Una prova generale sarà una manifestazione “pro-life”, dove i lefebvriani si troveranno insieme agli istituti sacerdotali dell’Ecclesia Dei, a una congregazione Novus Ordo di frati conservatori, ai gruppi dell’area Timone-Bussola, alla TFP e alla Fondazione Lepanto e persino all’Opus Dei e ai Legionari di Cristo! Tra l’altro sarebbe interessante chiedere ai lepantini e ai “timonieri” cosa ne pensano, a proposito della vita, della condizione in cui è costretta a vivere - e a morire - l’infanzia palestinese. La rilettura dell’articolo di don Francesco Ricossa apparso sul n. 64 di Sodalitium, relativo alle edizioni “Lindau” e “Fede e Cultura” permetterà di approfondire la questione dell’assorbimento della FSSPX all’area dei modernisti conservatori e gli inquietanti legami di alcuni personaggi di quest’area con ambienti settari.

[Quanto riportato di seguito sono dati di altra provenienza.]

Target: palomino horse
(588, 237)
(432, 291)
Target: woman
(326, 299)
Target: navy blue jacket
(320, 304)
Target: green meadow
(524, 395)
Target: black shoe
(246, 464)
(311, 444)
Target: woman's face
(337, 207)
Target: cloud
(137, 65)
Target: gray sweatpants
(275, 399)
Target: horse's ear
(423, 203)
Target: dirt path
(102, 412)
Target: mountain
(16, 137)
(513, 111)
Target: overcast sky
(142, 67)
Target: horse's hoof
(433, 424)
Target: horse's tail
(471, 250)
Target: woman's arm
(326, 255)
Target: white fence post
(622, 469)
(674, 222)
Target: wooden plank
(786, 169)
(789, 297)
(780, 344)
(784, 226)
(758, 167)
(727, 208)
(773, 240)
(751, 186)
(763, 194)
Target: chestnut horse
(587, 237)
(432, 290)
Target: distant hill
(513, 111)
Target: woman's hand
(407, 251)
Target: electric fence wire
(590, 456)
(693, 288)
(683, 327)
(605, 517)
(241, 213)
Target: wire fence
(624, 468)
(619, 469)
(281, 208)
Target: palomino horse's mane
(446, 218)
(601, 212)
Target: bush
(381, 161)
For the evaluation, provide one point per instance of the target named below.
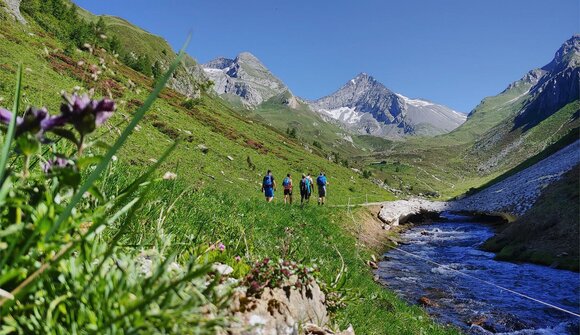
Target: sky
(453, 52)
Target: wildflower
(34, 121)
(56, 163)
(169, 176)
(86, 114)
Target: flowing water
(468, 303)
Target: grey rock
(203, 148)
(279, 311)
(244, 77)
(13, 8)
(514, 195)
(366, 106)
(559, 85)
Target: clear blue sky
(454, 52)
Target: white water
(455, 243)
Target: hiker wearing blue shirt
(287, 184)
(269, 186)
(321, 182)
(305, 189)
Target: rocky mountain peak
(366, 106)
(567, 56)
(247, 56)
(219, 63)
(244, 78)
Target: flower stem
(26, 171)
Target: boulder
(282, 311)
(13, 8)
(203, 148)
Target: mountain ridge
(244, 76)
(368, 107)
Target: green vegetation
(95, 285)
(548, 233)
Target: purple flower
(32, 121)
(84, 113)
(5, 116)
(56, 163)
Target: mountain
(245, 79)
(557, 86)
(136, 41)
(545, 107)
(533, 113)
(366, 106)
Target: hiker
(269, 186)
(287, 184)
(311, 185)
(321, 182)
(305, 189)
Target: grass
(312, 234)
(215, 198)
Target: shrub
(61, 268)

Entrando poi nella questione specifica della difesa della vita, da sempre e con molto zelo le associazioni “tradizionaliste” si sono impegnate su questo fronte, conseguenza del loro combattimento dottrinale. In Italia il divorzio e l’aborto hanno vinto anche grazie ai cedimenti del modernismo politico della D.C. e del modernismo religioso all’interno della “Gerarchia” (tra l‘altro la posizione da tenere nel referendum del 1981 segnò il passaggio di Alleanza Cattolica dal fronte antimodernista al carrozzone conciliare. Roberto De Mattei ebbe il merito di opporsi a Giovanni Cantoni ma rimase devoto discepolo di Plinio De Oliveira…).

Attualmente la situazione non è cambiata. La CEI potrebbe condurre una battaglia energica su questo tema, ma si guarda bene dal farlo (il “cardinal” Bagnasco preferisce benedire il governo Monti), i politici “cattolici” sussurrano vaghi impegni “per la vita” durante le campagne elettorali e il gruppo interparlamentare che si è recentemente costituto non sembra esattamente un’armata di crociati. Eppure la destra ratzingeriana parla di un numero sempre maggiore di “cardinali” e ”vescovi” tradizionalisti (diversi dei quali hanno aderito alla manifestazione sopracitata), confondendo forse la difesa del dogma con la cappa magna indossata nell’uso un po’ troppo teatrale del Messale Romano. Se i prelati in questione fossero davvero come vengono dipinti, stupisce allora l’assenza sistematica, nelle loro diocesi, di vigorose azioni contro il crimine dell’aborto. E prima ancora, o comunque in modo parallelo, contro gli errori in materia religiosa presenti nei testi del Concilio e nel “magistero” di Benedetto XVI.

La verità è che tra i conservatori si è creata un’idea di restaurazione nella Chiesa che non coincide con la realtà. Si possono estrapolare sistematicamente le frasi “cattoliche” dai testi modernistici di Ratzinger, si può tentare di arrampicarsi sugli specchi per giustificare l’ingiustificabile e tentare delle acrobazie da mozzafiato per conciliare l’inconciliabile, si può mentire agli altri e a se stesi, si può preferire la carriera, gli spazi giornalistici, i successi editoriali alla testimonianza della fede, ma non si può cambiare la realtà oggettiva della cose. Benedetto XVI e tutti coloro che nell’episcopato sono in comunione con lui proseguono l’opera nefasta del Concilio, con l’insegnamento di errori che offendono Nostro Signore, contraddicono la fede cattolica e il magistero dei Papi sino a Pio XII, recano danno gravissimo alle anime. La controriforma dottrinale e liturgica di Ratzinger esiste quindi solo nella fantasia dei conservatori-tradizionalisti della destra conciliare.

Tutto questo mi ricorda il titolo di una canzone di Edoardo Bennato, “l’isola che non c’è”. Un’isola, peraltro, con tanti insidiosi scogli, contro i quali rischiano di incagliarsi il clero e i fedeli della Fraternità, prima ancora che il loro comandante faccia l’atteso e definitivo inchino a Benedetto.